Why can’t we simply discretize the action space and be done with it?
- Loss of fine control capabilities required for robot manipulation
- Curse of dimensionality: number of actions increases exponentially with the degrees of freedom of the robot
- Discretization wastes info about the structure of action space
The Approach Directly builds on the Deterministic Policy Gradients work presented by Silver et al. in 2014, by modifying it in much the same way as DQN modified Q-learning. This allows DPG to work with neural network function approximators, allowing large observation and action spaces. The modifications introduced are:
- Replay buffer: At each timestep, the experience tuple \(s_{t},a_{t},r_{t},s_{t+1}\) is stored in the replay memory. The actor and critic are updated by sampling a minibatch uniformly from the buffer. This allows the samples used in each update to be somewhat independent, which is essential to the success of our optimization algorithms.
- Soft target network updates: The Q-network used to calculate target value is updated separately to stabilise learning. Rather than copying the weights directly every few steps, the target network weights \(\theta'\) are made to slowly track the learned network \(\theta\) : \(\theta' = \tau \theta + (1-\tau ) \theta'\) with \(\tau << 1\)
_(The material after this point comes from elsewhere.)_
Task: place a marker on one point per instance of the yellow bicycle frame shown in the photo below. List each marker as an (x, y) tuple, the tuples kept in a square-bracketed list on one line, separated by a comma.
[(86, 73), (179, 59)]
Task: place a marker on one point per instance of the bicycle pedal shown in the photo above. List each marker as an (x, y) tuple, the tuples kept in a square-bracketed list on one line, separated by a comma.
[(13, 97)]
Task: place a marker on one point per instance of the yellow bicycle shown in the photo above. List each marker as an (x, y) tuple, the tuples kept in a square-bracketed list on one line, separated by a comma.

- Batch Normalization: Normalizing each dimension across a minibatch to have zero mean and unit variance helps network learn effectively and eases hyperparameter tuning.
- Exploration Noise: can be added independently because DDPG is off-policy. In physical control problems with inertia such as those used for the paper’s experiments, the Ornstein-Uhlenbeck process can be used to generate temporally correlated noise.
Results
- Experiments were done on physical environments simulated in MuJoCo, with actions being the torques applied to actuated joints.
- Ablation studies confirmed the necessity of target networks and batch normalization.
- Surprisingly, learning from pixels was often as fast as learning using a low dimensional state descriptor; and often outperformed planning based solvers like iLQG which have full access to the underlying model and its derivatives.
- Learning on the racing game, Torcs was better than prior work but still not very stable.